"I get my exercise acting as a pallbearer to my friends who exercise"
About this Quote
The specific intent is social. Depew was a Gilded Age political celebrity, a man made for dinners, speeches, and clubby rooms where wit functioned as currency. This joke flatters an audience that prides itself on being too sophisticated for earnest health fads, turning exercise into a kind of naive optimism. It’s not simply anti-gym; it’s anti-credulity. The subtext: your routines won’t save you, and advertising them might be its own vanity.
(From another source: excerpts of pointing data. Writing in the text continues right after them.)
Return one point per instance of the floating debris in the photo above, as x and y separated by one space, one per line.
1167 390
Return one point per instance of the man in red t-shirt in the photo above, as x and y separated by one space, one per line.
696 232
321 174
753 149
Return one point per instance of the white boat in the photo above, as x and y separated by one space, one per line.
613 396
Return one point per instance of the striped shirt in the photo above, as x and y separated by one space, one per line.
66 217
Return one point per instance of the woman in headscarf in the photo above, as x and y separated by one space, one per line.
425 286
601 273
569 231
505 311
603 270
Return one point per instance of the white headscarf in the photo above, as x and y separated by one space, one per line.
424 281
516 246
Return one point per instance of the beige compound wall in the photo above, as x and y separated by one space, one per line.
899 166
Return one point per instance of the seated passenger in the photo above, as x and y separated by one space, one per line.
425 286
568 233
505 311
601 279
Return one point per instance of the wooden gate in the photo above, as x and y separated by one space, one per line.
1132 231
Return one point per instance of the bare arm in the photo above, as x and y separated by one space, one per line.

Context matters. Late-19th and early-20th century America saw a booming “physical culture” movement - new ideas about fitness, longevity, and self-management for an urbanizing middle and upper class. Depew, a railroad lawyer and party man, is needling that modern faith in bodily control with an older, sharper truth: status and conviviality can outlast jogs, and death remains the ultimate equalizer. The line also carries a faintly predatory edge - he’s the survivor, the one still upright, still social, still talking. It’s morbid, yes, but it’s also a political animal’s realism: you don’t beat time; you just keep your footing while others fall.
Quote Details
| Topic | Witty One-Liners |
|---|---|
| Source | Help us find the source |
| Cite |
Citation Formats
APA Style (7th ed.)
Depew, Chauncey. (2026, January 17). I get my exercise acting as a pallbearer to my friends who exercise. FixQuotes. https://fixquotes.com/quotes/i-get-my-exercise-acting-as-a-pallbearer-to-my-66656/
Chicago Style
Depew, Chauncey. "I get my exercise acting as a pallbearer to my friends who exercise." FixQuotes. January 17, 2026. https://fixquotes.com/quotes/i-get-my-exercise-acting-as-a-pallbearer-to-my-66656/.
MLA Style (9th ed.)
"I get my exercise acting as a pallbearer to my friends who exercise." FixQuotes, 17 Jan. 2026, https://fixquotes.com/quotes/i-get-my-exercise-acting-as-a-pallbearer-to-my-66656/. Accessed 19 Feb. 2026.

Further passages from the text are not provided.